Recently I had the pleasure of attending a professional development seminar on “Transformative Teaching” with Kathleen Kryza. While I am not an educator, I find it immensely helpful to learn about theories and techniques that, as Ms. Kryza put it, “honor all learners and all learning styles.” Although there were multiple components to the seminar, I found myself especially moved by the idea of creating a safe, non-judgmental learning community within the classroom. Fostering a sense of value, building appropriate autonomy, acknowledging and accommodating individual differences, and encouraging collaboration were all noted to be important aspects of a successful classroom.

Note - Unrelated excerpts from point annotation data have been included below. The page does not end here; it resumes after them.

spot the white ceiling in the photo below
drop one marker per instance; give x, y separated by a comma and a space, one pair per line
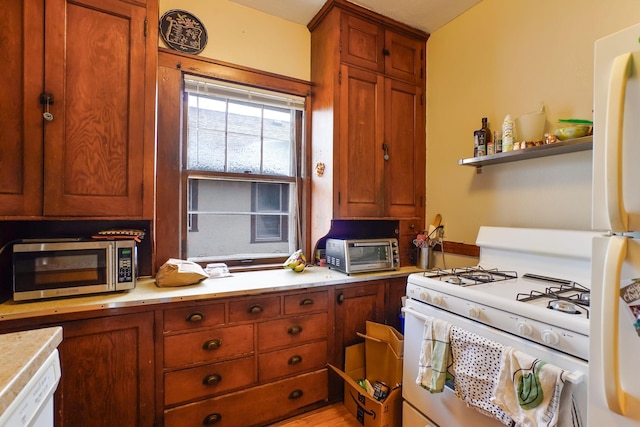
425, 15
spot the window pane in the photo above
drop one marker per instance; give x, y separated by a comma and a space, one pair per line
231, 226
244, 154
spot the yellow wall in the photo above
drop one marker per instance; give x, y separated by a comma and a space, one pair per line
507, 57
244, 36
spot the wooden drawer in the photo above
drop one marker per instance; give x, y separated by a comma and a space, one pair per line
204, 381
291, 361
198, 316
306, 303
208, 346
292, 331
254, 309
253, 406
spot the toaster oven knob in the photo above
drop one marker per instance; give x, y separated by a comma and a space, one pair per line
525, 329
474, 312
550, 337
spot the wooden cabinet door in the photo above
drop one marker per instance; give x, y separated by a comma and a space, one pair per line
107, 372
95, 70
405, 58
21, 118
405, 137
362, 43
356, 303
361, 152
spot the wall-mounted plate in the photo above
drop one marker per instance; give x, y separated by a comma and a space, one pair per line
182, 31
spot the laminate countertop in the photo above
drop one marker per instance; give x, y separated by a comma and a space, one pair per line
147, 292
21, 355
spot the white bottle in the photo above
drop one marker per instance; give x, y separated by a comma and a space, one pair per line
507, 134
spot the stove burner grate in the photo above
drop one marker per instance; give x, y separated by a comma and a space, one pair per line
571, 298
469, 276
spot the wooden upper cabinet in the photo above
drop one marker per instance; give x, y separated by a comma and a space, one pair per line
89, 158
21, 118
370, 45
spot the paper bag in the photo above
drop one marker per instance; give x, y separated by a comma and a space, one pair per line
177, 272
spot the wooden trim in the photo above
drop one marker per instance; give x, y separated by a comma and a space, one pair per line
192, 64
367, 14
458, 248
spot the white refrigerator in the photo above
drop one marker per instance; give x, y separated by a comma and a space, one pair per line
614, 354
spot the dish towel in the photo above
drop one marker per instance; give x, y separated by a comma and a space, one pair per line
529, 389
435, 355
476, 366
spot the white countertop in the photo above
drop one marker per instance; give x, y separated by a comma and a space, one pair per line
146, 291
21, 355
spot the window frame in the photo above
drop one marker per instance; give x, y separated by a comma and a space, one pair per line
171, 230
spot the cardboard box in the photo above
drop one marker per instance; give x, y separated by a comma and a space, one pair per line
379, 358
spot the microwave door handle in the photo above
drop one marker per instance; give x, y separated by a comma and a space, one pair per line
609, 324
111, 267
618, 80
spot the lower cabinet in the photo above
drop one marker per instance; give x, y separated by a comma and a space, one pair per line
107, 372
244, 361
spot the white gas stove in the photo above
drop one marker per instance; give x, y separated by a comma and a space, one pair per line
530, 291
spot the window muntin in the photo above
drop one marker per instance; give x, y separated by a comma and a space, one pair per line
242, 160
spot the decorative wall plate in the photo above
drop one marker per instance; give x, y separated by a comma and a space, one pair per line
182, 31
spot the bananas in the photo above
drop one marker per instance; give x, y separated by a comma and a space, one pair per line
296, 262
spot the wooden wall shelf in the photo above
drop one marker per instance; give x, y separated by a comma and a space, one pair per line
561, 147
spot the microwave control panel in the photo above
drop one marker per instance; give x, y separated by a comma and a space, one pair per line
125, 264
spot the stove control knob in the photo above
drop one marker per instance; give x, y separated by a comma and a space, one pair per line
525, 329
550, 337
474, 312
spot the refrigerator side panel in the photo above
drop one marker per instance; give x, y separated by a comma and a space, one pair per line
606, 52
628, 341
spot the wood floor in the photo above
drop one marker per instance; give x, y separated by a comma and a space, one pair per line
335, 415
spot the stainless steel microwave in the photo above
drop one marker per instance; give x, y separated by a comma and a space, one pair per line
362, 255
65, 268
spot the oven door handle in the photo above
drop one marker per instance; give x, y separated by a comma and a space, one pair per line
408, 310
609, 327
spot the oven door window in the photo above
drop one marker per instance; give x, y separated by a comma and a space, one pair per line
368, 254
59, 269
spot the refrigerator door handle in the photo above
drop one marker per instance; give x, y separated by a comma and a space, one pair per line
620, 73
609, 346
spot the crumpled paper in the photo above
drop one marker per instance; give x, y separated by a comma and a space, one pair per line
177, 272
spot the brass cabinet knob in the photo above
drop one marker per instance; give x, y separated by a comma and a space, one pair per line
255, 309
294, 360
212, 344
294, 330
195, 317
296, 394
211, 419
211, 379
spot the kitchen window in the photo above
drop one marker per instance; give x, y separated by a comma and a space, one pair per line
242, 171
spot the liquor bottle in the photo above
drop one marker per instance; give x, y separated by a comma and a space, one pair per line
480, 138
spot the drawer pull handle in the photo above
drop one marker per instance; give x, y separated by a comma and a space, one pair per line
211, 419
294, 360
195, 317
212, 379
294, 330
255, 309
212, 344
295, 394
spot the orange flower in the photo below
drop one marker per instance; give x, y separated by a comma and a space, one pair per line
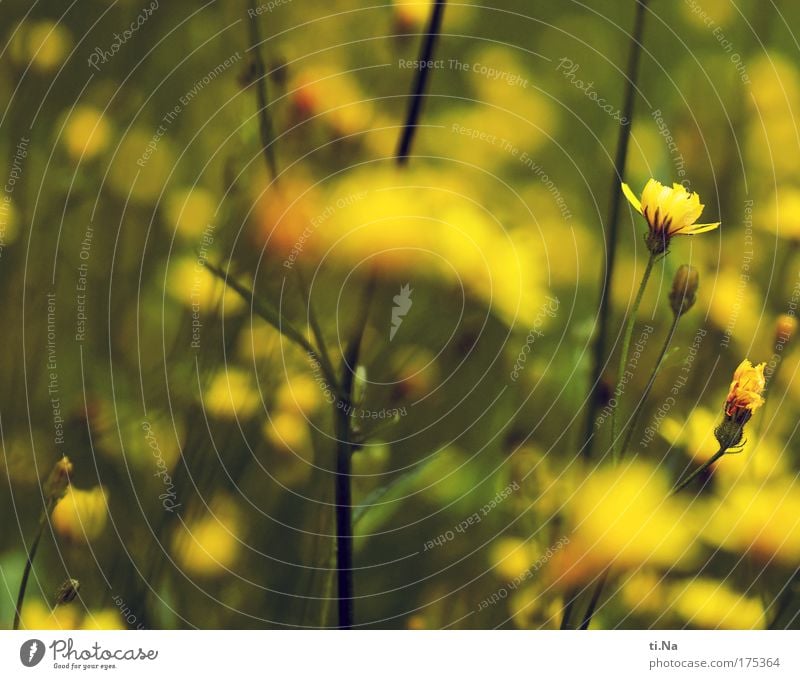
746, 389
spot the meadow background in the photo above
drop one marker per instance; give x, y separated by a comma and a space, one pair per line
203, 442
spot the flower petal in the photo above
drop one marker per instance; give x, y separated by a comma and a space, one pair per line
701, 228
631, 196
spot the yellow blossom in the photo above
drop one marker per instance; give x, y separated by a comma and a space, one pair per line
759, 518
231, 395
81, 515
747, 387
623, 517
86, 133
709, 604
669, 212
211, 544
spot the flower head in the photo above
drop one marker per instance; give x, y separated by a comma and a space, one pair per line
745, 394
669, 212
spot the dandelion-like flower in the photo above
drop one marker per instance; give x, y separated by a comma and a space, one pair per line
745, 394
669, 212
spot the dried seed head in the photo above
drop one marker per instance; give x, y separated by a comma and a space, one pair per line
684, 289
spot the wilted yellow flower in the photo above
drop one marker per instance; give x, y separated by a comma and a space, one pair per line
81, 515
669, 212
709, 604
86, 133
211, 544
624, 517
746, 388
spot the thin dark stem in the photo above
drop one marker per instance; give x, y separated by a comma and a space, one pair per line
23, 585
680, 486
260, 84
634, 420
600, 347
280, 323
418, 93
623, 359
567, 614
344, 452
598, 591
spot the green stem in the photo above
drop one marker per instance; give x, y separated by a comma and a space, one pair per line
680, 486
279, 322
23, 585
260, 82
634, 421
607, 274
343, 477
623, 359
432, 33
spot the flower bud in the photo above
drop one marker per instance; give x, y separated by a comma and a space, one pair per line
58, 480
684, 289
67, 591
785, 328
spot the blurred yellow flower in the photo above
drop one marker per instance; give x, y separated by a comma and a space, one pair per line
81, 515
624, 517
746, 389
42, 44
511, 557
210, 545
103, 619
37, 616
190, 211
9, 222
669, 212
708, 604
231, 394
645, 593
759, 518
87, 133
781, 214
300, 393
193, 285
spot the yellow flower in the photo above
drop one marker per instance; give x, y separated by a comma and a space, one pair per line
709, 604
210, 544
761, 519
623, 517
231, 395
669, 212
746, 389
81, 515
87, 133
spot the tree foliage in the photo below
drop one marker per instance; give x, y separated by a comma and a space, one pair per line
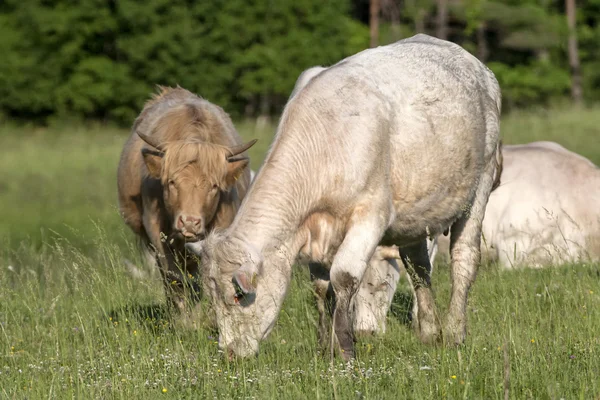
100, 59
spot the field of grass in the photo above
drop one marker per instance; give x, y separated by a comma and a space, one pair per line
74, 324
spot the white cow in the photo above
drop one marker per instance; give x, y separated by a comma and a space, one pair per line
546, 209
391, 145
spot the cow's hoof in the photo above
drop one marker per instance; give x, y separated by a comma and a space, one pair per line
455, 333
429, 332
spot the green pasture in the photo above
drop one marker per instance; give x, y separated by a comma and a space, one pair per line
74, 324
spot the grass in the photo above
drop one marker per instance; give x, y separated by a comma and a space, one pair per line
74, 324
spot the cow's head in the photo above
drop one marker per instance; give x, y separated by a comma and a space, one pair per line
194, 175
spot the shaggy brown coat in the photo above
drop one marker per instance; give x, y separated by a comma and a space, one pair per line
183, 171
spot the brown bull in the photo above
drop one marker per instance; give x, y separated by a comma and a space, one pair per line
183, 172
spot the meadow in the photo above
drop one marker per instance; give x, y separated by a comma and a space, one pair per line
75, 324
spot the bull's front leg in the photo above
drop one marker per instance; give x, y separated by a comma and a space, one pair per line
347, 270
418, 267
166, 261
324, 298
465, 253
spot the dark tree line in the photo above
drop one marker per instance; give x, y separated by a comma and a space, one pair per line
100, 59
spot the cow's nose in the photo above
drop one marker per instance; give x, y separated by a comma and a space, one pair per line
193, 220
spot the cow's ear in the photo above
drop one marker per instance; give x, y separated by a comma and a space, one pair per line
153, 160
235, 168
245, 278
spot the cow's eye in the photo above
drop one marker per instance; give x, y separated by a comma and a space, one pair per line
238, 297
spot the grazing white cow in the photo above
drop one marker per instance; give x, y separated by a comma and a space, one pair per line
391, 145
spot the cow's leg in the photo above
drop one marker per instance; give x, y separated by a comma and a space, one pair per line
375, 294
418, 267
347, 271
166, 261
325, 302
465, 253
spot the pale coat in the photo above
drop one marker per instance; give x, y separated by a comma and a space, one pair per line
391, 145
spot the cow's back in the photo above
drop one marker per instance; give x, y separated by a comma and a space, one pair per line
434, 109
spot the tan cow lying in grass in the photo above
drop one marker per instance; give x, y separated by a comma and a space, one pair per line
388, 146
183, 172
546, 210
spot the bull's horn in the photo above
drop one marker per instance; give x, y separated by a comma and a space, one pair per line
149, 140
235, 150
389, 252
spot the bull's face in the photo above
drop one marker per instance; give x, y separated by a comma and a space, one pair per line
232, 292
194, 176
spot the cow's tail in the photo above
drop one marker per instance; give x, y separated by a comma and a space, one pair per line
499, 161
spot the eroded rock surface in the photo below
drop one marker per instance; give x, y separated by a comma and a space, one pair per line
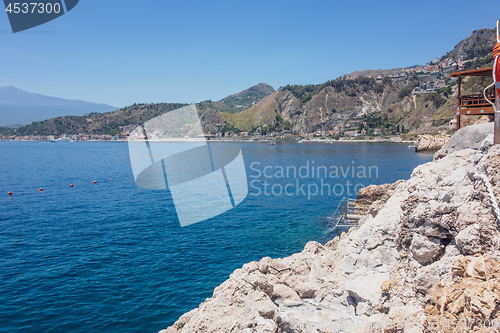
428, 142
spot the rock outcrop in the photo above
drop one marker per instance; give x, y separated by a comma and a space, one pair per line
427, 260
428, 142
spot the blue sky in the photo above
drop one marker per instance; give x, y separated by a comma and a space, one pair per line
122, 52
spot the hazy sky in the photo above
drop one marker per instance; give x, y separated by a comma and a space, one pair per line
121, 51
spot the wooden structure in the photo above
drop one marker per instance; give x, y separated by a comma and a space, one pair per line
474, 104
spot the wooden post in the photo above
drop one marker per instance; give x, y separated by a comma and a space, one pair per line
459, 100
496, 130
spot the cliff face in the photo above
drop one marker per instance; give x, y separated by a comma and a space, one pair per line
427, 252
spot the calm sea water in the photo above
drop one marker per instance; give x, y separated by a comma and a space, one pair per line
111, 256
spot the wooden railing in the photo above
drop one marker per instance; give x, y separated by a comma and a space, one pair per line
475, 100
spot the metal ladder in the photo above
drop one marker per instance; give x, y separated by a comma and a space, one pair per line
348, 214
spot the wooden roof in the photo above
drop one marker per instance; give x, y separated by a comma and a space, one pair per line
475, 72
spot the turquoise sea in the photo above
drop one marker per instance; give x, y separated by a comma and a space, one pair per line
111, 257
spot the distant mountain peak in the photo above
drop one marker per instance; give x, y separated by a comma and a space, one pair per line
19, 107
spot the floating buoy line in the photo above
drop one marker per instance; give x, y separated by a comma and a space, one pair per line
50, 188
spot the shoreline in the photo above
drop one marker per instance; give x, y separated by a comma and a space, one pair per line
418, 242
233, 140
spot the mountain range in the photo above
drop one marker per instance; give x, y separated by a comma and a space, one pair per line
390, 101
19, 107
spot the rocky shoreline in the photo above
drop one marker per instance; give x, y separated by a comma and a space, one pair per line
424, 259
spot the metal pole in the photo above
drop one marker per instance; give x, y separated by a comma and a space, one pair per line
496, 131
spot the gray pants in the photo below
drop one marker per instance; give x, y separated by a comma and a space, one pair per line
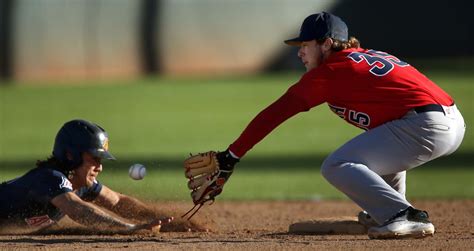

A “growth mindset” was presented as another important facet of student success. While I am far from an expert on the subject, a mindset (according to Carol Dweck, Ph.D.) is a belief about ourselves and the qualities or traits that we possess. My understanding is that a fixed mindset is one in which we see aspects of ourselves as set and unchangeable; whereas a growth mindset is one in which we believe that personal qualities can be enhanced, improved, or strengthened over time. Working in the field of mental health, I was intrigued, but not surprised by these ideas. I would like to believe that we can adapt for the better, that we are capable of growth and improvement, and that a positive outlook can impact our ability to work towards personal goals. To me, a growth mindset seems to foster a sense of hope, and champions the power of positive thinking. It was also noted by Ms. Kryza, to be an important factor influencing student success in the classroom. Or, as she put it: “If we are going to build skill sets, we have to shape mindsets.”
I appreciate the idea of understanding and incorporating the ideas of self-concept, self-worth, and self-esteem into educational practice. I do believe that one’s internal emotional world (including one’s thoughts and feelings about themselves as a person and as a learner) impacts sense of efficacy in the classroom and can subsequently influence one’s learning trajectory. However, as others have noted, there is more to ensuring student success and achievement than simply changing personal beliefs.
Factors such as curriculum, classroom environment, teaching techniques, past experiences, and developmental history are just some of the other factors that impact a student’s scholastic experience. While I will not attempt to review the critiques of using mindset as an educational theory here, it is important to acknowledge that a growth mindset alone may not guarantee success. Regardless, I would offer that believing in the potential for change and acknowledging relative growth can help us all stay a bit more hopeful about the future.